Lecture Note 4
Amdahl's Law
Fallacy: low power at idle, high power at maximum consumption
- 100% load : 100% power consumption
- 50% load : 68% power consumption
- 10% load : 47% power consumption
Most data centers operates at 10% ~ 50% load
- consider designing processors to make power proportional to load
mips (Millions of instructions per second)
$$ \text{mips} = \frac{\text{Instruction cnt}}{\text{Execution time} \cdot 10^6} $$ -> not good!
- differences in ISAs
- differences in complexity between instruction
- CPI varies between programs given CPU
Summary
- Cost per performance is decreasing (Moores' law, but discontinued)
- Hierarchical layers (abstraction): hiding hardward details
- ISA
- Execution time to measure performance (better than mips metric)
- Power as limiting factor: using parallelism to solve this
Instructions: language of the Computer
Instruction set
- collection of instructions used by ISA
- different computers have different instruction sets
MIPS Instruction Set
- Arithmetic operations
add a, b, c // a <= b + c
- e.g.
f = (g+h) - (i+j)
//pseudo-code like MIPS
add t0, g, h // t0 <- g + h
add t1, i, j // t1 <- i + j
sub f, t0, t1 // f <- t0 - t1
Register Operands
Register file: 32 * 32 bit wide register file (single-word wide)
-
frequently accessed aata (#0 ~ #31)
-
$t0 ~ $t9 for temp values
-
$s0 - $s7 for saved variables
smaller is faster! : use registers (instead of slow main memory)
- e.g.
f = (g+h) - (i+j)
// f(s0), g(s0), h(s2), i(s3), j(s4)
add $t0, $s1, $s2 // t0 <- g + h
add $t1, $s3, $s4 // t1 <- i + j
sub $s0, $t0, $t1 // f <- t0 - t1
Memory operands (MIPS32)
- memory used for compositie data: array, data structures
- LOAD : memory -> register
- STORE : register -> memory
- memory address (1 byte interval)
- word (4 byte) aligned data
- Big endian architecture
memory operands e.g.
g(s1) = h(s2) + A[8](s3);
lw $0, 32($s3) // load word: 8 integers = 32 bytes
add $s1, $2, $t0
Registers vs memory
- Registers: fast / Memory : slow
- operating on memory requires load and stores (with register)

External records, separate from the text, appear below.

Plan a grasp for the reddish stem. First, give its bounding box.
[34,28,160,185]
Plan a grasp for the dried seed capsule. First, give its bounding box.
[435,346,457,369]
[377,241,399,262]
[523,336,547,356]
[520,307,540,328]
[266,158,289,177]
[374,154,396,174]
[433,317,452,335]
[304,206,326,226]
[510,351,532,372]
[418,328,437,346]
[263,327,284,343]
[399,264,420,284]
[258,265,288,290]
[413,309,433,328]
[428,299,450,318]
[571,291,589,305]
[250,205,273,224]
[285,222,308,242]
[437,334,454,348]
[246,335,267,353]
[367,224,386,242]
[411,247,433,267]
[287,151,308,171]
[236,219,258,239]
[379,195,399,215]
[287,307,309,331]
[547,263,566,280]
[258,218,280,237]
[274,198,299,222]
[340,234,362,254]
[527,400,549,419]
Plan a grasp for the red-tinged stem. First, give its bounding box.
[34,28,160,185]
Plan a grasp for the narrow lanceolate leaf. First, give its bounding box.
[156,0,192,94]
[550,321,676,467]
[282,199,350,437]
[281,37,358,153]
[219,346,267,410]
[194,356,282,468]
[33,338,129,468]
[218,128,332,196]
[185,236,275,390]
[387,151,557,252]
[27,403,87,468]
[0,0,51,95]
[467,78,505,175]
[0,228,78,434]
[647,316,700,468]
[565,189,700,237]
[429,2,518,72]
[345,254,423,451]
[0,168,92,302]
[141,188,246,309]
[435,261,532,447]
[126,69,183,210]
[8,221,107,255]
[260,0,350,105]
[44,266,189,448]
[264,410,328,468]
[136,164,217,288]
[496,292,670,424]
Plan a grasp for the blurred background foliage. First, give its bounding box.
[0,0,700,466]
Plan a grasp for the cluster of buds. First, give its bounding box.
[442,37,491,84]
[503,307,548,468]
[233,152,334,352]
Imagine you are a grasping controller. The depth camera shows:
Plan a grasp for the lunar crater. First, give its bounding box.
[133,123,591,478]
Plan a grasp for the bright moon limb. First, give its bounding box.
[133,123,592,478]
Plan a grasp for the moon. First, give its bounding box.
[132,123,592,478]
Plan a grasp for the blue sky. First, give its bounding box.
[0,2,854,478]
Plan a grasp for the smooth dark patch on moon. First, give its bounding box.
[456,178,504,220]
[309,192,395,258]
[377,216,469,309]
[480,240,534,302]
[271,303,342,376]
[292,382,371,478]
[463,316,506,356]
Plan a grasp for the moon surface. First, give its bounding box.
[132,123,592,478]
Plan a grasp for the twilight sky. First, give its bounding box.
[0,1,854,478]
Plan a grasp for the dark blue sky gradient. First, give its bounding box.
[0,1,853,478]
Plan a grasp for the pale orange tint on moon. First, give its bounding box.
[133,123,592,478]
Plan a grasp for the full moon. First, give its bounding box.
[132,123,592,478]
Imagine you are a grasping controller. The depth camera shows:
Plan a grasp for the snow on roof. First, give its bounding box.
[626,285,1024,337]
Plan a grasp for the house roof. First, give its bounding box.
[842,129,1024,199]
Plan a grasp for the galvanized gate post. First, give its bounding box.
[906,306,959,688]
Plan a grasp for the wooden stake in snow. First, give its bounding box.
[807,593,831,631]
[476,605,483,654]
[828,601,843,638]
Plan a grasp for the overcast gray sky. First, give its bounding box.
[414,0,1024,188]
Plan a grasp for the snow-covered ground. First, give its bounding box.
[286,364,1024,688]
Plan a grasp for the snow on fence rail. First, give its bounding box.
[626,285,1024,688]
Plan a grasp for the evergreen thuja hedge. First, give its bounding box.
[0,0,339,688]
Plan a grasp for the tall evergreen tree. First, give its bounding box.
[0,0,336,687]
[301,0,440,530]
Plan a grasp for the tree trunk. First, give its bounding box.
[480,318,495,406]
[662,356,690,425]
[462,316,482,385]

- compilers : need to use registers for faster program
Immediate Operands
addi $s3, $s3, 4 // s3 = s3 + 4
//no subi: use addi with negative
Constant zero register
$0 register always hold the constant 0:
add $t2, $s1, $0 // t2 = s1 + 0
Binary integers
-
Unsigned $$ x = \sum_{i}^{n-1}{x_i \cdot 2 ^{i}}$$
-
Signed $$ x = -x_{n-1} \cdot 2^{n-1} + \sum_{i}^{n-2}{x_i \cdot 2 ^{i}}$$
Sign extension / negation in MIPS
addi //extend immediate value
lb, lh //extend loaded byte/halfword
beq, bne //extend the displacement
MIPS R format instruction
32 = op(6) + rs(5) = rt(5) + rd(5) + shamt(5) + funct(6)
- op (opcode)
- rs (first src register)
- rt (second src register)
- rd (dst register)
- shamt (shift amount)
- funct (function code)